Sometimes I struggle with feeling like a burden. Diabetes is an expensive disease, and I feel bad for how much everything costs. I have been a stay at home mom since my son was born almost 4 1/2 years ago, so I don’t contribute anything financially right now. It’s hard not to feel guilty! It’s staggering to think about how much money we would have if I didn’t have Type 1.
Chris has had to help me more times than I can count because of low blood sugars. He has had to leave work a few times to rescue me too (I think that has only happened 2 or 3 times in the last 9 years though!) Diabetes is a constant worry, and it’s always in the back of both of our minds. Diabetes is like the third wheel in our relationship!
A high risk pregnancy is stressful as well. It took a toll on both of us! I think in some ways Type 1 makes our marriage stronger, because we go through so much together. We both know that Type 1 can be devastating, and result in awful complications. It makes us realize what is important in life, and not worry about the little things.
I really lucked out marrying such an amazing man. Chris has put up with so much over the years, and I am so thankful that he has stayed by my side. I couldn’t have asked for a better partner.
He is there for me during middle of the night lows, he loves me through all my highs, and he is there for me when I need a shoulder to cry on.
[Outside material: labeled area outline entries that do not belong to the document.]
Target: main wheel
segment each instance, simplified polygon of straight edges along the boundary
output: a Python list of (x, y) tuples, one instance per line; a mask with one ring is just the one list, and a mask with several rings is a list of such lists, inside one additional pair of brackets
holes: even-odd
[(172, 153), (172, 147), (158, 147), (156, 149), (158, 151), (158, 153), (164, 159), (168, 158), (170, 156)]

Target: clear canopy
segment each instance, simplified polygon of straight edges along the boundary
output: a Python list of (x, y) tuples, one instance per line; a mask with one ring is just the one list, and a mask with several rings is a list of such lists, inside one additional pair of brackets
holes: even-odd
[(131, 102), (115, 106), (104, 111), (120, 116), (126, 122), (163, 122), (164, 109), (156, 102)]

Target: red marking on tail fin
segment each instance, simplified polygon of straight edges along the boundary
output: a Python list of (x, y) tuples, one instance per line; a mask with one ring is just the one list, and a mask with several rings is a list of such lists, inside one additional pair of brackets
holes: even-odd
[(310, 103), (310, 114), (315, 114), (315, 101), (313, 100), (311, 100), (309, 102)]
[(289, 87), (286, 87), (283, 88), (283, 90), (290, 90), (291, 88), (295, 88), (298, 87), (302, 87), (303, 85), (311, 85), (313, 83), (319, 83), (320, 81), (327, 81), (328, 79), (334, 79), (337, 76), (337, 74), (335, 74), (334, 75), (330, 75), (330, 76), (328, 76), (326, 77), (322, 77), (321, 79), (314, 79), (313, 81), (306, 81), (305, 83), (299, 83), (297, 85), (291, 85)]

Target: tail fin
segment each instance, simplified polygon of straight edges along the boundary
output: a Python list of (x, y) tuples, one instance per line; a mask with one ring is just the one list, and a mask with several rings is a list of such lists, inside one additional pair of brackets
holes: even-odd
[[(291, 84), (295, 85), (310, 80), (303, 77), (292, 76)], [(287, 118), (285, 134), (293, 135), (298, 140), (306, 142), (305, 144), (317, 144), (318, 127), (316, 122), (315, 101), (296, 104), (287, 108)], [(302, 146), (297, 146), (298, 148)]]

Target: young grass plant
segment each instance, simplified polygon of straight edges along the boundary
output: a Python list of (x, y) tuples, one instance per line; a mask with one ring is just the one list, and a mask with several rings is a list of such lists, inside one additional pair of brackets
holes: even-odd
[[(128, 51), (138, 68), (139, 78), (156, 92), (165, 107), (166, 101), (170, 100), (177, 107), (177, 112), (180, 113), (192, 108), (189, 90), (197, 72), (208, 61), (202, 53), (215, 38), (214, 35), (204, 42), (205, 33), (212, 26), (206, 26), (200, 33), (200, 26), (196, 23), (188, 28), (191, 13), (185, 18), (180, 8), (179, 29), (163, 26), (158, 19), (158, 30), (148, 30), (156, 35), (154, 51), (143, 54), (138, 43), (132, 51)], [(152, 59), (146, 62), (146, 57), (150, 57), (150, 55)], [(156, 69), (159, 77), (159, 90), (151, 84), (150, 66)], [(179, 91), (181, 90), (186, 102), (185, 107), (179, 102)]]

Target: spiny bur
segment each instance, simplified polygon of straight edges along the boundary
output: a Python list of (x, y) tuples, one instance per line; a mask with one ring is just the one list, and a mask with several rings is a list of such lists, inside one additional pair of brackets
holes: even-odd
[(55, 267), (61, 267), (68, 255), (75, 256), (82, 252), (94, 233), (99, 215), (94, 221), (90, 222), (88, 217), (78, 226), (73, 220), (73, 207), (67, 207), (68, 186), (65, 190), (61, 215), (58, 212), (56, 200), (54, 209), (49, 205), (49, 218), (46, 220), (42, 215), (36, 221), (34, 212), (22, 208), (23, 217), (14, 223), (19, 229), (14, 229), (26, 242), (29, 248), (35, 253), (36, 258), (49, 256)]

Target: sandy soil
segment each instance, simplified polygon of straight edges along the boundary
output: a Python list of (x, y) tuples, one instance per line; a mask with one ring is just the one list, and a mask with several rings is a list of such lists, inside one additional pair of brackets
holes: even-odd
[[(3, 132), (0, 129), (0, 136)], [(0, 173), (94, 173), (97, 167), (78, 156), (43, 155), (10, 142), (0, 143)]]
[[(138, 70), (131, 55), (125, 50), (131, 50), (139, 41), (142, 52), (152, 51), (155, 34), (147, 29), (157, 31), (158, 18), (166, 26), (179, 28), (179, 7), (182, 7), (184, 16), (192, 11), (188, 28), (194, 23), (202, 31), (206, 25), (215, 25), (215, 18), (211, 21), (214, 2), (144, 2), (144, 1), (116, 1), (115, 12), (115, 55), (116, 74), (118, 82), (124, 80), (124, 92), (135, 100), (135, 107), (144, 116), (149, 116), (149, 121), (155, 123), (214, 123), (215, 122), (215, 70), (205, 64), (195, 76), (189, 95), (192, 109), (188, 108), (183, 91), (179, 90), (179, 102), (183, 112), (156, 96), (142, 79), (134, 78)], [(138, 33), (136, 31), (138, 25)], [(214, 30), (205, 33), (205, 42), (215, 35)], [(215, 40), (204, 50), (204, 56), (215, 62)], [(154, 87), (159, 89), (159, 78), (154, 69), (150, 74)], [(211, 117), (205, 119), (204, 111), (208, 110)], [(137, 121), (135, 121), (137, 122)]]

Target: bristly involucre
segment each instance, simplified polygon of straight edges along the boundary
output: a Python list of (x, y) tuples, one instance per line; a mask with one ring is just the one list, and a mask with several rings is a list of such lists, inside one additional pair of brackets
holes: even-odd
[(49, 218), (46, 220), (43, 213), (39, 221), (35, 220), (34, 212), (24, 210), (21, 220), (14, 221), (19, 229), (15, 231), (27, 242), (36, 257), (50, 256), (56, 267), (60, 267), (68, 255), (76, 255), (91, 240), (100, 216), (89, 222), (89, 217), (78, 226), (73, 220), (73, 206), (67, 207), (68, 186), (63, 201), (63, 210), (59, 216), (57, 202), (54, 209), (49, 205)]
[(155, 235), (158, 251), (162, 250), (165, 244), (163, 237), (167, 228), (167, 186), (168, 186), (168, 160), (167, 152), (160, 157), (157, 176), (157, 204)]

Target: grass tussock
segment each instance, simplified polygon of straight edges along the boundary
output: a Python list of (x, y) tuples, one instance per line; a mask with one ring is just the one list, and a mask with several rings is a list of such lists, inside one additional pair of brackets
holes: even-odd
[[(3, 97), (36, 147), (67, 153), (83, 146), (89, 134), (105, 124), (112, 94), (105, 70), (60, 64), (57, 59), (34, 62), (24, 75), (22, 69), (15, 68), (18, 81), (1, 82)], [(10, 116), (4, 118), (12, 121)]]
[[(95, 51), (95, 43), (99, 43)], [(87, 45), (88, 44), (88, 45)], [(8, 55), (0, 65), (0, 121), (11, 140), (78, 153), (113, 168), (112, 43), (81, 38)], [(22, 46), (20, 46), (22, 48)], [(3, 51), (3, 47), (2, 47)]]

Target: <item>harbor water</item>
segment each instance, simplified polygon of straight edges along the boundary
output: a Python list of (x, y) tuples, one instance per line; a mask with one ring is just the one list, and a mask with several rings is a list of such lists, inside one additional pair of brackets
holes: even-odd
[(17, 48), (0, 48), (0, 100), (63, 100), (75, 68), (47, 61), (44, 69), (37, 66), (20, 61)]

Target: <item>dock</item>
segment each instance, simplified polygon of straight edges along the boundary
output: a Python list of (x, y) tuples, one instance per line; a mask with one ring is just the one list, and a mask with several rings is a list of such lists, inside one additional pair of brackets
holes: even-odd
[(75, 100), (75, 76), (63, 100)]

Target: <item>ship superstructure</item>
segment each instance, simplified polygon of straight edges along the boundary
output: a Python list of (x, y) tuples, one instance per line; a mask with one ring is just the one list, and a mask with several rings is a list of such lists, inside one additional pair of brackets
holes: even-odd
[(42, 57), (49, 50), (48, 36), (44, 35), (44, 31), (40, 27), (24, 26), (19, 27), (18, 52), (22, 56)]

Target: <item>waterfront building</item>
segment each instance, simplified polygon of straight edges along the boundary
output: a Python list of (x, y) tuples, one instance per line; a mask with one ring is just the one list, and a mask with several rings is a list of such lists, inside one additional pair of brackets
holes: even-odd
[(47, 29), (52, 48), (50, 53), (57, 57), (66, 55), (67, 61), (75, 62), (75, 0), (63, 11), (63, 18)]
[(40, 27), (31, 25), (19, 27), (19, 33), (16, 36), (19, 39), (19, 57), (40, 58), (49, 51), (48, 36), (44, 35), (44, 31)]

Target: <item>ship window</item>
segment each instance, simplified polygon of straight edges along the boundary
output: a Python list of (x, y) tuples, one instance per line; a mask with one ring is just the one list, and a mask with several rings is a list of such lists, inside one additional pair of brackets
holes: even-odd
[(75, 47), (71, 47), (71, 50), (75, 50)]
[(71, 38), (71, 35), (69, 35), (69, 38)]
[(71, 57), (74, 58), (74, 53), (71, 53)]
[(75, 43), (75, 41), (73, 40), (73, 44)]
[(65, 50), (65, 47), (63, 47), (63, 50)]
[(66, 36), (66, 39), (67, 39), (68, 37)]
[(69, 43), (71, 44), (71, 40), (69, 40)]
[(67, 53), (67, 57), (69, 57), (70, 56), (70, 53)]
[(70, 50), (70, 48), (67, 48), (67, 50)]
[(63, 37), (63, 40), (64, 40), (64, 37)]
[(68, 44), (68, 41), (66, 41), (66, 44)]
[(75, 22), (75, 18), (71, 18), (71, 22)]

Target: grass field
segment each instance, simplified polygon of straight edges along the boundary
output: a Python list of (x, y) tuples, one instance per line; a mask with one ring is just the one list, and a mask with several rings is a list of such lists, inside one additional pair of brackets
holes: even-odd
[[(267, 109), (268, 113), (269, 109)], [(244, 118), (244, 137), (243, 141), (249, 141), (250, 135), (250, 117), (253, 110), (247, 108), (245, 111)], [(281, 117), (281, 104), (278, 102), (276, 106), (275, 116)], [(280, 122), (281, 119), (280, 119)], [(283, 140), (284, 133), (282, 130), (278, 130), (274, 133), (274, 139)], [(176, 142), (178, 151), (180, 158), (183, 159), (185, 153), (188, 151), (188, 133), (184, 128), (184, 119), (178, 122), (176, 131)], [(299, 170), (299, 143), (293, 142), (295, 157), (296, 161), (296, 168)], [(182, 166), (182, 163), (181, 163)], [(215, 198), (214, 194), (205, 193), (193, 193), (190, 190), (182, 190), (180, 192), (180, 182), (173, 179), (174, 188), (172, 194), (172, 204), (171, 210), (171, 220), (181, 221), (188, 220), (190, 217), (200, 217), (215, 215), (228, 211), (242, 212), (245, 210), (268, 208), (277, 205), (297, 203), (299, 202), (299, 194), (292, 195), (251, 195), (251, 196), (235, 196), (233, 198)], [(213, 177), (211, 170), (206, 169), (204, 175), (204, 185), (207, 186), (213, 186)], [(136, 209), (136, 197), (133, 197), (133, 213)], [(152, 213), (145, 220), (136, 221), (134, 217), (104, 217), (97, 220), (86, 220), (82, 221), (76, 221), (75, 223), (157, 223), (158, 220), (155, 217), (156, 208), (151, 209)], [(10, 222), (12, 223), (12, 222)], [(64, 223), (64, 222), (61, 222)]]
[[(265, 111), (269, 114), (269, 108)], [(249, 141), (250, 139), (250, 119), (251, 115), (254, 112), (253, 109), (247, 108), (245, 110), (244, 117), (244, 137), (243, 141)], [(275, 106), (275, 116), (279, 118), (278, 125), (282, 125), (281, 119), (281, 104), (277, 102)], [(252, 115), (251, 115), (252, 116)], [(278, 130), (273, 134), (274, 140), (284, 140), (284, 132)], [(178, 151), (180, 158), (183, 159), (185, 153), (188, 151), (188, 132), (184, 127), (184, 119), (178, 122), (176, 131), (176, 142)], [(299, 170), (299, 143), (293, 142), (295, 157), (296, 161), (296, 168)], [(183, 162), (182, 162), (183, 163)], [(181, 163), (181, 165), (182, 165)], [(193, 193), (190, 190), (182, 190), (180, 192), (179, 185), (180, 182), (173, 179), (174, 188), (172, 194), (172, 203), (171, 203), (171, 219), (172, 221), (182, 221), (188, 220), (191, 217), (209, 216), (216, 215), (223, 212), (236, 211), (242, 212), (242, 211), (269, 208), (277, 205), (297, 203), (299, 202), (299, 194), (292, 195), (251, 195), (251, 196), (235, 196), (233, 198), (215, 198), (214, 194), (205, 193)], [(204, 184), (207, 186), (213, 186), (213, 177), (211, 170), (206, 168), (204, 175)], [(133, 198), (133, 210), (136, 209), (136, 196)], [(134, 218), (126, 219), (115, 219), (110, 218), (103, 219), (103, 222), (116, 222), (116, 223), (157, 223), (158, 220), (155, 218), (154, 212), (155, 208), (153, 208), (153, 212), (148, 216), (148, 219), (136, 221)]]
He also works hard so I can afford all of my Diabetes supplies.
I will never take him for granted, because he is one of the best things that has ever happened to me. I feel grateful for him every single day. It’s easy to get wrapped up in my feelings, and how Type 1 makes me feel, but I need to see things from his point of view as well. I’m sure it’s not easy watching me struggle, or feel like crap all the time. It’s probably really difficult sitting and waiting out a bad low blood sugar knowing that there is nothing he can do.
Spouses of Type 1 Diabetics deserve a LOT of credit! He goes through as much as I do, just in a different way.
9 years ago, I was hesitant to get into another relationship, because it seemed like too much work. Let me tell you, I am SO glad that I gave it a chance. Chris fell in love with me, despite my Diabetes. He continues to amaze me every day, and I’m so glad we found each other!